"We deal punishment, not receive it. It would not worry me in the least to leave you lying here upon the floor."

I did not believe this, but I did not stop to weigh the question then; I was too much struck by a word he had used.

"Deal punishment?" I repeated. "Are you punishing me? Is that why I am here?"

He laughed and held out his glass to mine.

"You enjoy being sarcastic," he observed. "Well, it gives a spice to conversation, I own. Talk is apt to be dull without it."

For reply I struck the glass from his hand; it fell and shivered, and he looked for the moment really distressed.

"I had rather you had struck me," he remarked, "for I have an answer for an injury like that; but for a broken glass—" He sighed and looked dolefully at the pieces on the floor.

Mortified and somewhat ashamed, I put down my own glass.

"You should not have exasperated me," I cried, and walked away beyond temptation, to the other side of the room.

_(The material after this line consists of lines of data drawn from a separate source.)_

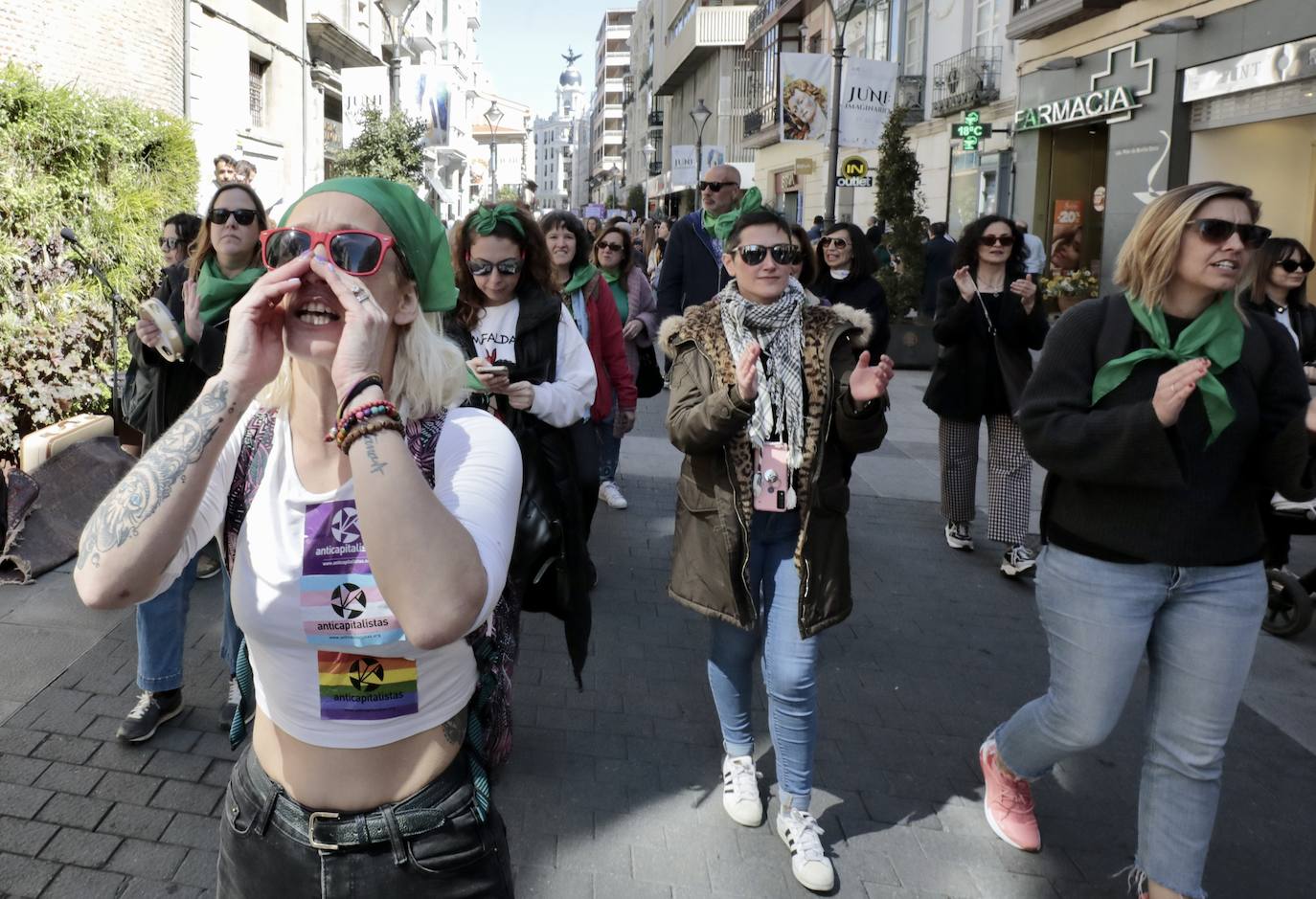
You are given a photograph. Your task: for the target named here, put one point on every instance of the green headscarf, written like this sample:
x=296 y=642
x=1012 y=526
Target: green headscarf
x=218 y=294
x=419 y=234
x=721 y=225
x=1216 y=334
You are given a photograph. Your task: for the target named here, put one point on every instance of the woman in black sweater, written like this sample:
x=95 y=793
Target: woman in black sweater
x=845 y=277
x=988 y=308
x=1160 y=416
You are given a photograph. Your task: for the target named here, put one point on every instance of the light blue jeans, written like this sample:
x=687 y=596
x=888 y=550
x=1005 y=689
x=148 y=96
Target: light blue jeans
x=790 y=663
x=1198 y=627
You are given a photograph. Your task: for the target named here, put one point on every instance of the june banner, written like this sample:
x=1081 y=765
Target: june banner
x=868 y=94
x=805 y=97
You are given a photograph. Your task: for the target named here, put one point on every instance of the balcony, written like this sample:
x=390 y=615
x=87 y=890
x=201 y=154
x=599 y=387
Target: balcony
x=1041 y=17
x=964 y=81
x=695 y=35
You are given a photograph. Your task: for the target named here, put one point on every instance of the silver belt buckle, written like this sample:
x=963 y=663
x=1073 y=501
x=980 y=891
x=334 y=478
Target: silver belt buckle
x=310 y=829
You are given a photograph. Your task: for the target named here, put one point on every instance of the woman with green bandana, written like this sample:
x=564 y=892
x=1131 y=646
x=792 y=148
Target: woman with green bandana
x=1161 y=415
x=199 y=294
x=361 y=564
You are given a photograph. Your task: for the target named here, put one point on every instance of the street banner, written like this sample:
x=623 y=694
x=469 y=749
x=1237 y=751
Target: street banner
x=868 y=94
x=805 y=97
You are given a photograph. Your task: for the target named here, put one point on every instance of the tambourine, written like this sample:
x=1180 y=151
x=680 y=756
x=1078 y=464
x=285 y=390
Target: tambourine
x=171 y=343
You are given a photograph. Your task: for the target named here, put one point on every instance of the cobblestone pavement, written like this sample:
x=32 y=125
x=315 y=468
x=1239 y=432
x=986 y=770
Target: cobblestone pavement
x=612 y=791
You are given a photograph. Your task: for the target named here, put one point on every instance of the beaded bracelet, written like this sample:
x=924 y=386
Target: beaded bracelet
x=373 y=427
x=361 y=415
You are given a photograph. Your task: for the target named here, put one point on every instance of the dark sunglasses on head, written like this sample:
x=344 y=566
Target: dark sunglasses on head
x=243 y=216
x=783 y=255
x=354 y=252
x=1217 y=231
x=1294 y=265
x=481 y=267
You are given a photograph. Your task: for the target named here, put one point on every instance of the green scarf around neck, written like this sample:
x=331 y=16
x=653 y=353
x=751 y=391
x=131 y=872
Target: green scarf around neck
x=218 y=292
x=720 y=227
x=1216 y=334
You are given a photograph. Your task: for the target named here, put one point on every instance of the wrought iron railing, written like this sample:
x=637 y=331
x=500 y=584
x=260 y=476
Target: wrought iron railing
x=966 y=80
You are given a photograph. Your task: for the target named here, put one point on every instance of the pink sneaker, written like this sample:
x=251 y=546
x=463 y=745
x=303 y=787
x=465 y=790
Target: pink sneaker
x=1009 y=803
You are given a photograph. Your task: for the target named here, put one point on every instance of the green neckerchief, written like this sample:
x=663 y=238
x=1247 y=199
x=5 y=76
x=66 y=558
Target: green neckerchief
x=619 y=292
x=720 y=227
x=579 y=278
x=1216 y=334
x=218 y=294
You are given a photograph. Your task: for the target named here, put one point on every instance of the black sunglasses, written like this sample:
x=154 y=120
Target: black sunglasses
x=1217 y=231
x=783 y=255
x=481 y=267
x=243 y=216
x=1294 y=265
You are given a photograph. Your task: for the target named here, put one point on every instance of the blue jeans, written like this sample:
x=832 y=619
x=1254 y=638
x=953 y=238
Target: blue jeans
x=790 y=663
x=1198 y=627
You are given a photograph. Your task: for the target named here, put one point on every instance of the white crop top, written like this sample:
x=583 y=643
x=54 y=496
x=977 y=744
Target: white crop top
x=330 y=663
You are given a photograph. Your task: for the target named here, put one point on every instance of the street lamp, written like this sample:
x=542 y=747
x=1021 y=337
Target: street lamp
x=493 y=116
x=397 y=12
x=843 y=11
x=700 y=115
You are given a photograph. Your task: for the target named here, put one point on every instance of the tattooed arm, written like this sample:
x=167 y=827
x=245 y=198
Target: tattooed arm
x=138 y=529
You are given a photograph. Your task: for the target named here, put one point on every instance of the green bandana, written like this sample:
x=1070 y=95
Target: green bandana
x=419 y=234
x=218 y=294
x=721 y=225
x=1216 y=334
x=486 y=218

His spirits had received a dampener, but in a few minutes he seized upon a cigar and began smoking; as the wreaths curled over his head he began to talk, and this time it was on subjects totally foreign to myself and even to himself. It was good talk; that I recognized, though I hardly listened to what he said. I was asking myself what time it had now got to be, and what was the meaning of my incarceration, till my brain became weary and I could scarcely distinguish the topic he discussed. But he kept on for all my seeming, and indeed real, indifference, kept on hour after hour in a monologue he endeavored to make interesting, and which probably would have been so if the time and occasion had been fit for my enjoying it. As it was, I had no ear for his choicest phrases, his subtlest criticisms, or his most philosophic disquisitions. I was wrapped up in self and my cruel disappointment, and when in a certain access of frenzy I leaped to my feet and took a look at the watch still lying on the table, and saw it was four o'clock in the morning, I gave a bound of final despair, and throwing myself on the floor, gave myself up to the heavy sleep that mercifully came to relieve me.